From: Med Maatallah <hotelsmaatallahrecemail <at> gmail.com>
To: bug-coreutils <at> gnu.org
Subject: [Security] Heap Buffer Overflow in GNU Coreutils sort (CWE-122)
Date: Tue, 20 May 2025 10:31:35 +0100
[Message part 1 (text/plain, inline)]
Dear GNU Coreutils Maintainers,

I am reporting a heap buffer overflow vulnerability (CWE-122) I've
discovered in the GNU Coreutils sort utility. This issue affects the
traditional key specification syntax processing and leads to an
out-of-bounds read.
Vulnerability Details

The vulnerability occurs when the traditional key specification syntax (
+POS1[.C1][OPTS]) is used with UINTMAX_MAX as the character position value.
The begfield() function in src/sort.c performs unsafe pointer arithmetic
that leads to integer wraparound, resulting in a pointer that points one
byte before the start of an allocated heap buffer.

The vulnerable code is in the begfield() function in src/sort.c:


static char *begfield (struct line const *line, struct keyfield const *key){
  char *ptr = line->text, *lim = ptr + line->length - 1;
  size_t sword = key->sword;
  size_t schar = key->schar;

  /* The leading field separator itself is included in a field when -t
    is absent.  */

  if (tab != TAB_DEFAULT)
    while (ptr < lim && sword--)
      {
        while (ptr < lim && *ptr != tab)
          ++ptr;
        if (ptr < lim)
          ++ptr;
      }
  else
    while (ptr < lim && sword--)
      {
        while (ptr < lim && blanks[to_uchar (*ptr)])
          ++ptr;
        while (ptr < lim && !blanks[to_uchar (*ptr)])
          ++ptr;
      }

  /* If we're ignoring leading blanks when computing the Start     of
the field, skip past them here.  */
  if (key->skipsblanks)
    while (ptr < lim && blanks[to_uchar (*ptr)])
      ++ptr;

  /* Advance PTR by SCHAR (if possible), but no further than LIM. */
  ptr = MIN (lim, ptr + schar);

  return ptr;}

The issue lies in the expression ptr + schar when schar is set to
UINTMAX_MAX (18446744073709551615 on 64-bit systems).
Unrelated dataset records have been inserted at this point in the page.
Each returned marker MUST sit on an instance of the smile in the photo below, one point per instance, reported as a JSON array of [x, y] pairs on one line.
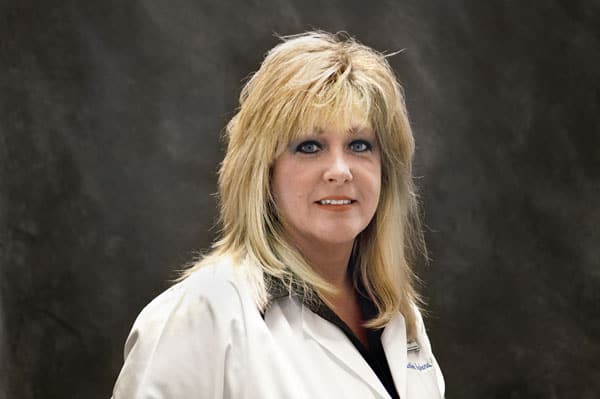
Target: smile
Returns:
[[335, 202]]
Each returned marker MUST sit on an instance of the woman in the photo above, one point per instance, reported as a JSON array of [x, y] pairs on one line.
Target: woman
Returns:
[[308, 293]]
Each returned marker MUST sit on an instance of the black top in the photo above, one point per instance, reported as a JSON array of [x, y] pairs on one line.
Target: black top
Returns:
[[374, 355]]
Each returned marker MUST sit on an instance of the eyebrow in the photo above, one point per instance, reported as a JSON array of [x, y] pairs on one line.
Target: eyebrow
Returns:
[[352, 130]]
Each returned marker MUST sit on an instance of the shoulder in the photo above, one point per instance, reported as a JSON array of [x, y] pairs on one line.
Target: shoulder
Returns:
[[214, 291], [198, 325]]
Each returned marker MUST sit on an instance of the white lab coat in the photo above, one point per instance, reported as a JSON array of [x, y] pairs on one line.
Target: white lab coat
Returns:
[[205, 338]]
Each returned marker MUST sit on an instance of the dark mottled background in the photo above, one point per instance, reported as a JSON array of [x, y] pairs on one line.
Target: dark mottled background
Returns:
[[110, 121]]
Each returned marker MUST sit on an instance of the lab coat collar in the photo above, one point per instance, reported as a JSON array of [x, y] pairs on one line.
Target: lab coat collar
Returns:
[[394, 345], [333, 340]]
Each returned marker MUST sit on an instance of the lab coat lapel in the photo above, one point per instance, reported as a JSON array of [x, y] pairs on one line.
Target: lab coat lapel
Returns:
[[393, 340], [335, 342]]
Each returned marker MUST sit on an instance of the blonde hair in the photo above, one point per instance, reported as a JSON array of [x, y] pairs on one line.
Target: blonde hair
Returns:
[[309, 80]]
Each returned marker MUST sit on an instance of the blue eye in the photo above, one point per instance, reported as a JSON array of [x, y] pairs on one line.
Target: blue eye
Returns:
[[308, 147], [360, 146]]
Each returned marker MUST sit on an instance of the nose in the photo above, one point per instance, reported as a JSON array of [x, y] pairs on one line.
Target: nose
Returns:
[[337, 170]]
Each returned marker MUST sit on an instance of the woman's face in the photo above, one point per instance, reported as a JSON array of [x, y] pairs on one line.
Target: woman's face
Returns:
[[326, 186]]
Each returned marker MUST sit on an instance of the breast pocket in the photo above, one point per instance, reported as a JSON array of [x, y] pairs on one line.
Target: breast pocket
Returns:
[[421, 381]]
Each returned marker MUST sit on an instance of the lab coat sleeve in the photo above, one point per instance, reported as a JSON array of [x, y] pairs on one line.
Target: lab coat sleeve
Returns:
[[184, 344]]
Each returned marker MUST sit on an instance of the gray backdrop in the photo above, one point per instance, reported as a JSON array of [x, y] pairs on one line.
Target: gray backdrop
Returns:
[[110, 121]]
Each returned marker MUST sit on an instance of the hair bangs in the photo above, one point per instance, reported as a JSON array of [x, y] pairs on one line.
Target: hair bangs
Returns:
[[339, 106]]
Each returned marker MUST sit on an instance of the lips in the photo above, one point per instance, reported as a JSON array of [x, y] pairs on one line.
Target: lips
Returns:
[[335, 203]]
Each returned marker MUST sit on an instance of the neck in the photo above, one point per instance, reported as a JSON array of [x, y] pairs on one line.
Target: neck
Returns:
[[329, 260]]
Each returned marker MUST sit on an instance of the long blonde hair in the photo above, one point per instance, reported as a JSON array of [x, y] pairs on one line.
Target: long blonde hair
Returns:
[[308, 80]]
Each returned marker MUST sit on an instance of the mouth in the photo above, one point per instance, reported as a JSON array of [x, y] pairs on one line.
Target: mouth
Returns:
[[335, 201]]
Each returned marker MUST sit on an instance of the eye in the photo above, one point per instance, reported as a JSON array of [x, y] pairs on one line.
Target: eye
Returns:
[[360, 146], [308, 147]]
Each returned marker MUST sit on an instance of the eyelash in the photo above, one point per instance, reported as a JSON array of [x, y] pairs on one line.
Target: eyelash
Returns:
[[302, 146]]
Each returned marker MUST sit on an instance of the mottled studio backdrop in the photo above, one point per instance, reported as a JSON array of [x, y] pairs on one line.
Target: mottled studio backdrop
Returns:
[[110, 122]]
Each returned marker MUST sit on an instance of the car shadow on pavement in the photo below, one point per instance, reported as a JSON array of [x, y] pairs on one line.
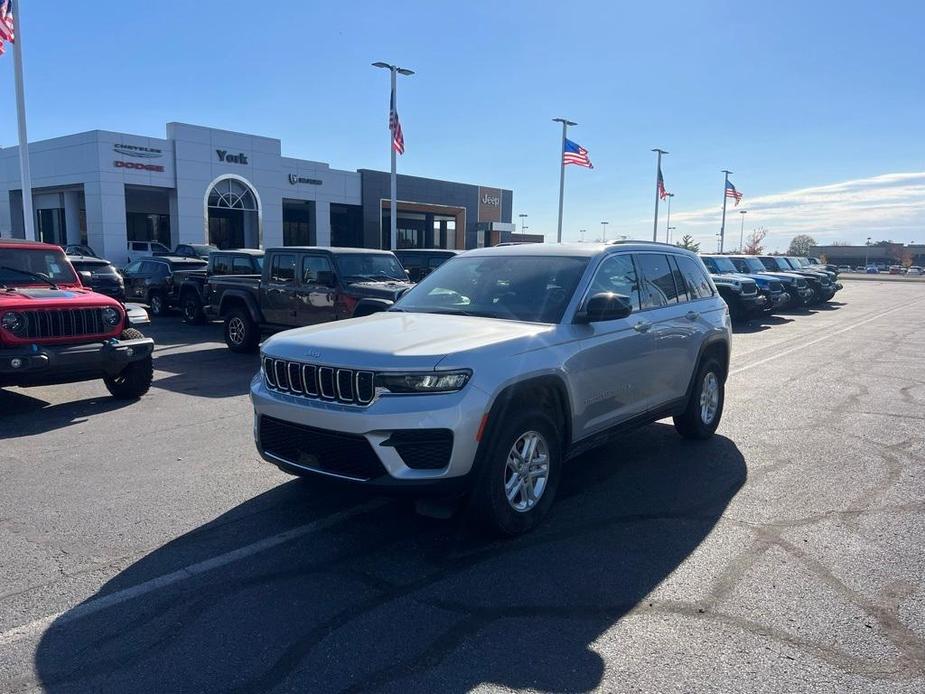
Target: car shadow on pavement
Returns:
[[383, 600], [211, 373], [24, 415]]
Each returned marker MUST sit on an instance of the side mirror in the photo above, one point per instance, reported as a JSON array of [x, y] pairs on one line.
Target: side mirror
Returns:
[[605, 306], [326, 278], [369, 306]]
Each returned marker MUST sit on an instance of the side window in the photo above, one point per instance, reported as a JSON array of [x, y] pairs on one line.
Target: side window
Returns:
[[678, 278], [698, 286], [220, 265], [282, 269], [617, 274], [659, 289], [242, 266], [311, 266]]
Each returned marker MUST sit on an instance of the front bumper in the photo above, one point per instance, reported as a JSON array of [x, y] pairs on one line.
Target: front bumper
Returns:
[[460, 413], [48, 364]]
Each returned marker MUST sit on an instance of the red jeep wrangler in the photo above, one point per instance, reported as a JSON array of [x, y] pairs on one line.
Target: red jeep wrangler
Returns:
[[54, 330]]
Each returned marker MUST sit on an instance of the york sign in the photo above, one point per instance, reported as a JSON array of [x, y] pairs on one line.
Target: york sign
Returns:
[[239, 158]]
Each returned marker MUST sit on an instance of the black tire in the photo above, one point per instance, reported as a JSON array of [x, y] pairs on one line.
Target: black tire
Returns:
[[158, 304], [135, 379], [695, 422], [241, 333], [192, 309], [489, 503]]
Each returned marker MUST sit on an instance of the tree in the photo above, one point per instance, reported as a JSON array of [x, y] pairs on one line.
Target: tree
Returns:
[[801, 245], [687, 241], [753, 244]]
This triggers integer
wraparound due to size_t arithmetic, causing the calculation to effectively
become ptr - 1. As a result, the function returns a pointer that's one byte
before the start of the allocated buffer.

The vulnerability is exploitable when:

   1. A user passes the key specification in traditional format (
   +0.18446744073709551615R)
   2. During command-line parsing in main(), this sets key->schar to
   UINTMAX_MAX
   3. In fillbuf(), the begfield() function is called to precompute key
   positions
   4. The underflow occurs during the line key pointer calculation
   5. The function returns a pointer before the buffer start
   6. This invalid pointer is later passed through the call chain:
      - keycompare() function assigns the pointer to texta
      - When using -R (random sort), it calls compare_random()
      - compare_random() calls xstrxfrm() with the invalid pointer
      - xstrxfrm() calls strxfrm() on the out-of-bounds address
      - strxfrm() attempts to read the byte before the buffer, triggering
      the overflow

Technical Impact

This is a heap buffer overflow (read) that accesses memory one byte before
an allocated buffer. The vulnerability could lead to program crashes and
potentially information disclosure depending on the memory layout.
Proof of Concept

The vulnerability can be reliably reproduced with this simple test case:

bash

# Create a test file with any contentecho -e "aa\nbb" > poc_input.txt
# Execute vulnerable command (traditional key format + random sort option)
./sort +0.18446744073709551615R poc_input.txt

When compiled with AddressSanitizer, this command produces the following
error:

[image: image.png]

The ASan output clearly shows that the issue is a READ one byte before a
672-byte heap-allocated region. The call stack confirms the path from
begfield() through keycompare() and compare_random() to strxfrm().
Proposed Fix

A proper fix would involve checking for integer overflow before performing
the pointer arithmetic in begfield(). Here's a suggested fix:

c

/* Inside begfield() *//* Advance PTR by SCHAR (if possible), but no
further than LIM. */if (schar > 0) {
  /* Check if adding schar would overflow or wrap negatively */
  if (SIZE_MAX - (uintptr_t)ptr < schar) {
    /* If it would overflow, safest is to set to end of current segment */
    ptr = lim;
  } else {
    ptr = MIN(lim, ptr + schar);
  }} else {
  /* Original behavior for schar == 0 */
  ptr = MIN(lim, ptr + schar);}

This fix guards against the integer overflow by checking if ptr + schar
would exceed the maximum representable size_t value, which indicates a
wraparound would occur.
Affected Versions

This vulnerability affects GNU Coreutils through at least version, and
potentially earlier versions. I've confirmed the issue in the current
development code.
CVE Request

I would like to request a CVE for this vulnerability.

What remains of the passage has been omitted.